Commentaire audio de Frank Capra Jr (VOSTF)
Le fils de Frank Capra raconte la production du film, livrant un grand nombre d'anecdotes sur les coulisses du tournage durant l'époque des studios, expliquant les techniques de l'époque, le travail de son père, comme sa "faculté à inclure de l'humour dans ses films", "une part importante de son style narratif", notamment pour que le public soit plus facilement du côté du héros. Il revient sur la scène du repas avec le fermier suicidaire, "le coeur du film" ; les comédiens comme Gary Cooper "qui interprète le rôle à la perfection", avec son "air honnête" qui plaisait tant au cinéaste ; cette "histoire américaine que [Capra] se savait capable de raconter" et parle de Harry Cohn, le directeur de la Columbia, qui ne pensait que profits et économie, Un commentaire intéressant mais qui peut être répétitif, et surtout ponctué de nombreux silences, parfois bien longs...
Cinéma, cinémas - Frank Capra (15 min - SD upscalé HD - VOSTF)
Une des nombreuses pépites de cette excellente émission, et l'un des rares (si ce n'est le seul) entretien de Frank Capra pour la télévision française. Claude Ventura et Philippe Garnier on rencontré le cinéaste en 1984 près de Santa Monica, dans un lieu qui lui a porté bonheur puisqu'il y a écrit onze films. Il raconte son arrivée à la Columbia, studio fauché qui lui a permis de faire ses gammes de réalisateur, avec déjà l'envie de tout gérer lui-même - il répète à l'envi sa ritournelle "un homme, un film". Il évoque surtout ses méthodes de travail, comment il a su s'affranchir des techniques habituelles de tournage pour trouver les siennes, obtenir ce qu'il souhaitait à l'écran et tourner "mieux que les autres" : supprimer les répétitions pour capter "l'état brut" et sans mécanique de la première prise, utiliser plusieurs caméras simultanément, ou accélérer le tempo des acteurs pour augmenter l'énergie de la scène et mieux capter l'attention du spectateur...
Capra, une Amérique aux deux visages (24 min - HD)
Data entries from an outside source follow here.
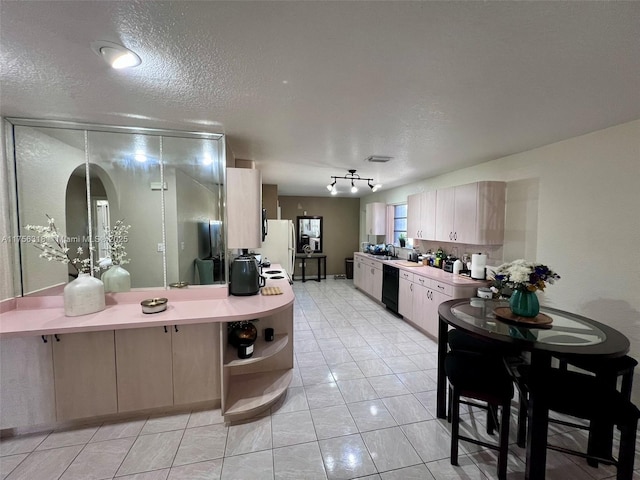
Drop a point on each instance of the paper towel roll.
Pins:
(478, 265)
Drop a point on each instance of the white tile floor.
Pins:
(361, 405)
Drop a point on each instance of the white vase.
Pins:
(83, 295)
(116, 279)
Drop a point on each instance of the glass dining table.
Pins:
(567, 335)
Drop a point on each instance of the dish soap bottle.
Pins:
(457, 266)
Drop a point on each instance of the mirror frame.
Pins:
(10, 123)
(299, 243)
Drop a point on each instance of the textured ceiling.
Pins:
(310, 89)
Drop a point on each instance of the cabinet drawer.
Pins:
(375, 264)
(442, 288)
(406, 276)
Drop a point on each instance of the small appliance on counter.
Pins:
(245, 278)
(478, 266)
(449, 263)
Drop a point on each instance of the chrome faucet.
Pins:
(393, 247)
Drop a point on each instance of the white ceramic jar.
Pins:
(83, 295)
(116, 279)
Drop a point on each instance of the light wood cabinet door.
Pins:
(428, 215)
(376, 283)
(465, 215)
(144, 368)
(405, 298)
(414, 215)
(376, 218)
(85, 375)
(27, 394)
(244, 208)
(445, 208)
(196, 363)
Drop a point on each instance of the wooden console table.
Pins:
(322, 262)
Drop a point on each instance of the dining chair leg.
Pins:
(503, 452)
(521, 438)
(492, 417)
(455, 425)
(626, 454)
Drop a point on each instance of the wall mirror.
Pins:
(167, 185)
(309, 232)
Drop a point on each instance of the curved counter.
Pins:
(119, 361)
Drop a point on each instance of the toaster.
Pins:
(448, 265)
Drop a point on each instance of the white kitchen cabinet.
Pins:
(244, 208)
(27, 396)
(196, 363)
(85, 375)
(358, 271)
(405, 295)
(471, 214)
(376, 218)
(421, 215)
(144, 368)
(368, 276)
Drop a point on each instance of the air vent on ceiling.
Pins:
(378, 159)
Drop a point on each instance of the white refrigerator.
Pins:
(280, 244)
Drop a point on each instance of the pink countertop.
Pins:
(430, 272)
(45, 315)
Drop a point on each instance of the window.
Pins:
(399, 222)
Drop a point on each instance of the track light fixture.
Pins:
(115, 55)
(353, 176)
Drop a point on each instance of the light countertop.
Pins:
(45, 316)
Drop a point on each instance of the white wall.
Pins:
(6, 244)
(572, 205)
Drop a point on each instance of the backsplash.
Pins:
(494, 252)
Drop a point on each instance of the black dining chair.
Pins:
(461, 341)
(586, 397)
(608, 371)
(483, 378)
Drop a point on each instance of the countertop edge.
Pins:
(50, 321)
(430, 272)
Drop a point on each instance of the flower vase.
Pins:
(524, 303)
(83, 295)
(116, 279)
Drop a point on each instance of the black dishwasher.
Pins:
(390, 281)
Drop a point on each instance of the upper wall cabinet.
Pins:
(421, 215)
(376, 218)
(472, 213)
(244, 208)
(165, 184)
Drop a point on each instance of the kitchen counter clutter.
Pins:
(419, 289)
(430, 272)
(56, 369)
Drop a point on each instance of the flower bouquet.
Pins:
(524, 278)
(83, 295)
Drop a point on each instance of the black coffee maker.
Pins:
(245, 278)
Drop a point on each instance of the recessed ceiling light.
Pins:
(116, 55)
(378, 159)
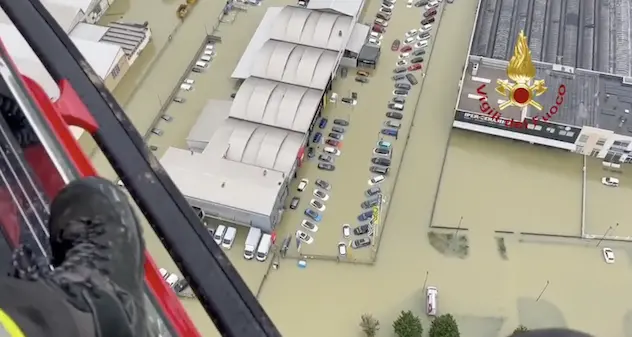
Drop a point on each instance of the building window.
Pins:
(583, 139)
(115, 71)
(621, 143)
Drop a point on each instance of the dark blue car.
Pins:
(323, 123)
(389, 132)
(317, 137)
(365, 216)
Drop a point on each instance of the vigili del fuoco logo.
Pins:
(521, 88)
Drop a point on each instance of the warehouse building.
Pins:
(580, 49)
(242, 154)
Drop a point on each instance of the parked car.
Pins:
(346, 231)
(430, 12)
(332, 142)
(323, 123)
(414, 67)
(302, 184)
(294, 203)
(378, 28)
(331, 150)
(379, 170)
(326, 158)
(310, 226)
(608, 255)
(360, 243)
(312, 214)
(326, 166)
(341, 122)
(364, 216)
(428, 21)
(304, 237)
(376, 180)
(381, 161)
(412, 79)
(394, 115)
(399, 99)
(610, 181)
(372, 191)
(335, 136)
(384, 144)
(370, 203)
(419, 52)
(338, 129)
(318, 205)
(393, 124)
(381, 151)
(323, 184)
(404, 86)
(317, 137)
(389, 132)
(362, 229)
(412, 33)
(321, 195)
(395, 45)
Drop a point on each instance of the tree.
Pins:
(369, 325)
(520, 329)
(407, 325)
(444, 326)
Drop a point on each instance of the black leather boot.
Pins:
(97, 250)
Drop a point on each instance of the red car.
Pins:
(332, 142)
(395, 45)
(378, 28)
(414, 67)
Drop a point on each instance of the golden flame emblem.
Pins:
(521, 71)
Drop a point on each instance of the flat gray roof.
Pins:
(580, 51)
(223, 182)
(276, 104)
(587, 34)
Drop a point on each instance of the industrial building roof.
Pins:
(347, 7)
(276, 104)
(224, 182)
(294, 64)
(256, 145)
(311, 28)
(579, 45)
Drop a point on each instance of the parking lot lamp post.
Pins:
(606, 233)
(543, 290)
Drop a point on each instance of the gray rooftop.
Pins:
(595, 48)
(588, 34)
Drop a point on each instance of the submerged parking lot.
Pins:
(503, 185)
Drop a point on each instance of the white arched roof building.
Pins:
(276, 104)
(255, 144)
(311, 28)
(294, 64)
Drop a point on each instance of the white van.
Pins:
(264, 247)
(219, 234)
(431, 301)
(252, 240)
(229, 237)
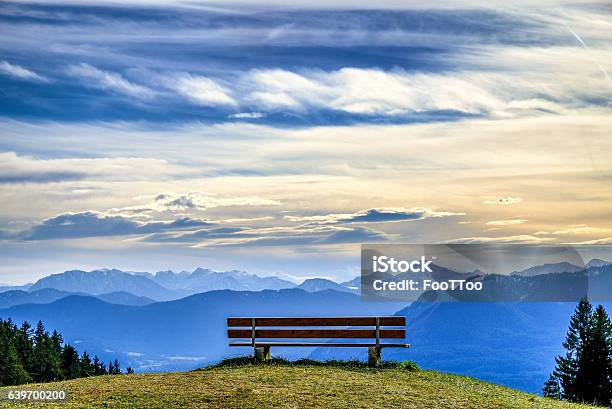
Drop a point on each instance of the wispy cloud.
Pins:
(504, 200)
(522, 238)
(109, 81)
(510, 222)
(99, 224)
(583, 230)
(201, 90)
(379, 215)
(27, 169)
(19, 72)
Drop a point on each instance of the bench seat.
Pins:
(316, 344)
(256, 331)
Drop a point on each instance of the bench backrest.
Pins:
(367, 327)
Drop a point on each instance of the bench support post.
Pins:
(374, 359)
(262, 354)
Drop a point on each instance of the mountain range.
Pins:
(511, 343)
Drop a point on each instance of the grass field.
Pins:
(295, 385)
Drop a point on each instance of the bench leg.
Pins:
(374, 359)
(262, 354)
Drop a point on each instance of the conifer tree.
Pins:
(70, 362)
(583, 373)
(87, 368)
(11, 369)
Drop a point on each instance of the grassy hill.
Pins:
(283, 385)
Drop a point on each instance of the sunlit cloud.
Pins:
(19, 72)
(108, 81)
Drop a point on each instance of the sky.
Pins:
(149, 135)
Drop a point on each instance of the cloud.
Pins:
(27, 169)
(202, 91)
(109, 81)
(377, 215)
(583, 230)
(522, 238)
(20, 72)
(511, 222)
(247, 115)
(504, 200)
(203, 201)
(98, 224)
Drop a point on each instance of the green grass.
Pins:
(238, 383)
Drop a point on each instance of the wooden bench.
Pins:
(259, 331)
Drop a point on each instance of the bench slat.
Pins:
(316, 333)
(315, 344)
(315, 321)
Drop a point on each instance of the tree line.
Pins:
(584, 372)
(34, 355)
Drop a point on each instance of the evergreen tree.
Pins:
(70, 362)
(600, 373)
(46, 358)
(87, 368)
(25, 345)
(552, 388)
(11, 369)
(98, 366)
(583, 374)
(116, 368)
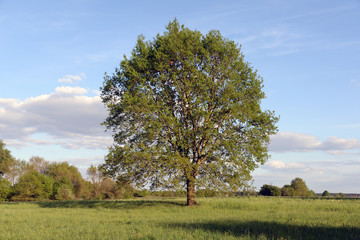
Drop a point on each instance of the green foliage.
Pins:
(214, 218)
(287, 190)
(300, 188)
(325, 193)
(186, 110)
(340, 195)
(33, 186)
(63, 189)
(63, 170)
(5, 189)
(270, 190)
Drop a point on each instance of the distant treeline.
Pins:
(298, 188)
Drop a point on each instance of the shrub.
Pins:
(33, 186)
(5, 189)
(270, 190)
(326, 194)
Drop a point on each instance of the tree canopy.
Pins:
(185, 110)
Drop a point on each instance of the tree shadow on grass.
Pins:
(271, 230)
(119, 204)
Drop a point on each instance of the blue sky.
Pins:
(53, 56)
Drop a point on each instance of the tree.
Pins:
(96, 177)
(63, 170)
(300, 188)
(5, 189)
(287, 190)
(185, 111)
(33, 186)
(270, 190)
(38, 164)
(326, 193)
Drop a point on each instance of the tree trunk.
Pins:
(190, 187)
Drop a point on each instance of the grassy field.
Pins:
(214, 218)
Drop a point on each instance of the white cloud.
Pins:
(297, 142)
(72, 78)
(355, 82)
(280, 164)
(71, 90)
(70, 118)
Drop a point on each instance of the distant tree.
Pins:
(287, 190)
(64, 170)
(96, 177)
(5, 156)
(5, 189)
(9, 166)
(270, 190)
(340, 195)
(109, 189)
(326, 194)
(63, 189)
(33, 186)
(300, 188)
(13, 169)
(38, 164)
(186, 111)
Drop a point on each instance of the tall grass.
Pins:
(214, 218)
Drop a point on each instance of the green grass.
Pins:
(214, 218)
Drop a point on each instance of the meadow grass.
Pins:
(213, 218)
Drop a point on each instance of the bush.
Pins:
(326, 194)
(33, 186)
(5, 189)
(287, 190)
(270, 190)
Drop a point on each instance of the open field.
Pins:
(214, 218)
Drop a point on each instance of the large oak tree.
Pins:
(185, 109)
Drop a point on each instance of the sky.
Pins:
(54, 54)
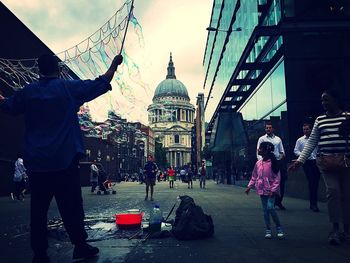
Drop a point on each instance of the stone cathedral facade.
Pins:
(171, 117)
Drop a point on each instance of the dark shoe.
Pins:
(85, 251)
(281, 207)
(334, 238)
(41, 258)
(345, 236)
(314, 209)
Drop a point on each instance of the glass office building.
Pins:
(269, 60)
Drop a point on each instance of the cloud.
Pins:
(168, 26)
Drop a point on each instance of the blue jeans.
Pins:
(268, 203)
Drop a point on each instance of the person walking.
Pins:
(53, 145)
(279, 154)
(93, 176)
(183, 174)
(266, 180)
(171, 175)
(310, 168)
(332, 140)
(189, 178)
(202, 175)
(19, 178)
(150, 171)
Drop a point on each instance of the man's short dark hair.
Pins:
(48, 64)
(268, 123)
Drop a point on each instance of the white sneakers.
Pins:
(280, 233)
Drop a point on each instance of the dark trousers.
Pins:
(65, 187)
(284, 175)
(19, 187)
(313, 177)
(269, 210)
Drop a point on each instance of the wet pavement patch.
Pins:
(97, 228)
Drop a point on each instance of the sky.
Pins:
(167, 25)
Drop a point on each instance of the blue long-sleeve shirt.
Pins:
(53, 137)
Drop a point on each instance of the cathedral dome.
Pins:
(171, 86)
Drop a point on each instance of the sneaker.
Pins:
(345, 236)
(280, 206)
(280, 233)
(314, 209)
(268, 234)
(83, 252)
(334, 238)
(41, 258)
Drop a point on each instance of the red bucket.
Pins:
(127, 221)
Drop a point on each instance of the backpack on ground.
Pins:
(191, 222)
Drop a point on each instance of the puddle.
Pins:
(97, 227)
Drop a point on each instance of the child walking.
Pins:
(266, 180)
(171, 174)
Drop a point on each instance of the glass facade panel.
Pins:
(246, 19)
(270, 94)
(274, 14)
(214, 24)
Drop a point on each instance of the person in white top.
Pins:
(94, 172)
(310, 168)
(279, 154)
(19, 179)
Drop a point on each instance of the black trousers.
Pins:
(65, 187)
(313, 177)
(284, 176)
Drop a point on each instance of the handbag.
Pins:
(335, 162)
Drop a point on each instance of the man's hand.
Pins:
(118, 59)
(2, 99)
(296, 164)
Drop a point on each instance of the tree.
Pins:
(160, 154)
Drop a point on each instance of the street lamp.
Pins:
(210, 28)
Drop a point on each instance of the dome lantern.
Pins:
(171, 87)
(171, 69)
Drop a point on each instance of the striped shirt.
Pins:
(325, 135)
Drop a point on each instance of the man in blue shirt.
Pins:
(53, 144)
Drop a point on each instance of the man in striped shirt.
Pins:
(325, 134)
(310, 168)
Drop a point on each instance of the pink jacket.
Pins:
(264, 179)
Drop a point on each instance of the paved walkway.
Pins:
(238, 220)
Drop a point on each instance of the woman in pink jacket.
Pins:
(266, 180)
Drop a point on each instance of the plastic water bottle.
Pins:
(155, 221)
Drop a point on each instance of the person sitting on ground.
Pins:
(93, 176)
(19, 178)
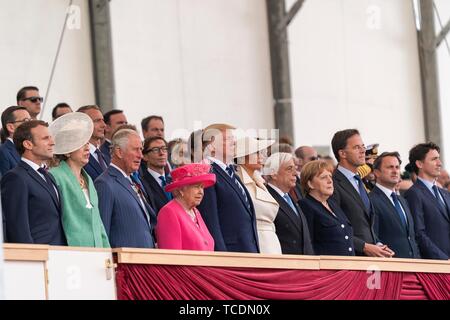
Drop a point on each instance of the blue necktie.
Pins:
(436, 194)
(164, 184)
(230, 170)
(101, 159)
(398, 208)
(48, 181)
(289, 201)
(362, 192)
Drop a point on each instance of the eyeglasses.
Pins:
(157, 150)
(34, 99)
(23, 120)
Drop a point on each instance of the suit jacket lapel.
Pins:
(125, 184)
(154, 185)
(41, 181)
(350, 189)
(434, 199)
(229, 180)
(390, 206)
(94, 163)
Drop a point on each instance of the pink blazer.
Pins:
(176, 230)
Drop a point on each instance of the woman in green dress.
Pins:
(80, 213)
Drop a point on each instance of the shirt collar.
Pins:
(350, 175)
(121, 171)
(278, 190)
(155, 175)
(33, 165)
(222, 165)
(386, 191)
(427, 183)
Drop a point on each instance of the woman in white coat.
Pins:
(250, 157)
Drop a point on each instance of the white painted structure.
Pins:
(38, 272)
(354, 63)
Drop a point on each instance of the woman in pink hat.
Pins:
(180, 225)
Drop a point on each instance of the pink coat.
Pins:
(176, 230)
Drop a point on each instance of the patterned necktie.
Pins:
(289, 201)
(136, 186)
(48, 181)
(231, 172)
(101, 159)
(439, 199)
(362, 192)
(164, 184)
(398, 208)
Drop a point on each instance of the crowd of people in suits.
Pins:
(88, 179)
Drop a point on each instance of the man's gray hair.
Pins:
(275, 161)
(121, 137)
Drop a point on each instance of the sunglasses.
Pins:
(157, 150)
(23, 120)
(34, 99)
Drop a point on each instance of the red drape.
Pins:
(201, 283)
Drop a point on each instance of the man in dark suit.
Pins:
(154, 178)
(30, 198)
(290, 223)
(97, 163)
(12, 117)
(394, 224)
(430, 205)
(350, 194)
(113, 120)
(227, 208)
(128, 218)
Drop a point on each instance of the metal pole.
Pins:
(279, 58)
(102, 54)
(429, 72)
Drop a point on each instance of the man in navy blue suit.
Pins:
(128, 218)
(430, 205)
(113, 120)
(12, 117)
(30, 198)
(227, 207)
(97, 163)
(154, 178)
(350, 194)
(394, 224)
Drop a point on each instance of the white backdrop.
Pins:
(29, 33)
(196, 60)
(355, 64)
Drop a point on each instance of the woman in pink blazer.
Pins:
(180, 225)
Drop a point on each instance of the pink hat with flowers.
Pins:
(190, 174)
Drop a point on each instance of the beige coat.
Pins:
(266, 209)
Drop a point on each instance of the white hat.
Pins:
(249, 145)
(71, 131)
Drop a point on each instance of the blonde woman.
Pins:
(250, 156)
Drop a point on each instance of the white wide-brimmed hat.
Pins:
(71, 131)
(249, 145)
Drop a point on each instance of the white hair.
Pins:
(275, 161)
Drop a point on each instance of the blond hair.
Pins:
(310, 170)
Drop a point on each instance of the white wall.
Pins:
(355, 64)
(29, 33)
(193, 60)
(443, 7)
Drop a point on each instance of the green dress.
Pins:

Professeur émérite à l'Université de Caen, rédacteur au magazine Positif et auteur en 2005 d'un livre sur le réalisateur, Christian Viviani dissèque de manière intéressante le cinéma de Frank Capra, mélange de "virtuosité cinématographique" et d'un "discours pas si simple" qu'il a su composer dans sa propre forme de comédie, parfois à la limite du drame et de l'amertume, utilisant dès le muet (avec Harry Langdon) la figure du naïf "dans un monde de requins", à laquelle il apporte, notamment chez Deeds, une dimension "presque christique". Viviani démontre que "sa propre carrière est une histoire de revanche", façonnée par ses origines modestes : il montrera toute sa vie une détermination à s'intégrer (il ira jusqu'à s'engager dans l'armée pendant la guerre) et une volonté farouche "de pouvoir et de s'affirmer", lui qui gravira les échelons et obtiendra son nom au dessus des titres de ses films. Christian Viviani montre aussi comment la richesse de ses oeuvres vient de sa capacité à puiser ce qui l'intéressait chez ses collaborateurs, aussi bien des scénaristes politiquement à l'opposé de ses convictions avec qui il a pu décrire l'Amérique conservatrice et "celle qui va de l'avant", que des techniciens qui seront sensibles à ses recherches formelles (le directeur photo Joseph Walker) ou des stars en devenir : quelles seraient les carrières de Barbara Stanwyck, Gary Cooper ou James Stewart sans leurs premiers succès avec Capra ? Un réalisateur grâce à qui le studio Columbia pût sortir de son statut peu coté...
Deeds ou le faux candide (30 min - HD)
Poursuivant l'analyse de L'extravagant Mr Deeds, Christian Viviani évoque plus généralement quelques spécificités du cinéma de Frank Capra : son recours à la comédie, un genre où il se sent à l'aise et dont il maîtrise mieux l'écriture ; comment le réalisateur utilise la sur-émotivité de ses interprètes, le trac de Jean Arthur renforçant l'instabilité d'un personnage qui hésite entre deux camps opposés ; les seconds rôles "absolument essentiels" et les méchants "à la Dickens" ; son travail rigoureux et "sans états d'âme" sur le film global, quitte à en supprimer des parties s'il se rend compte de ses erreurs (Horizons perdus). Le critique évoque aussi l'importance de la collaboration avec le scénariste Robert Riskin, dont les influences de gauche apportent des charges politiques violentes pour certains films (L'homme de la rue qui alerte l'Amérique sur le risque fasciste), dans une collaboration d'idées contrastées qui se rejoignent et donnent finalement "une idée très juste de l'Amérique". Christian Viviani s'arrête enfin sur la partie du film qu'il préfère : la scène du procès où le spectateur découvre la naïveté feinte du héros derrière son "agonie mystique"...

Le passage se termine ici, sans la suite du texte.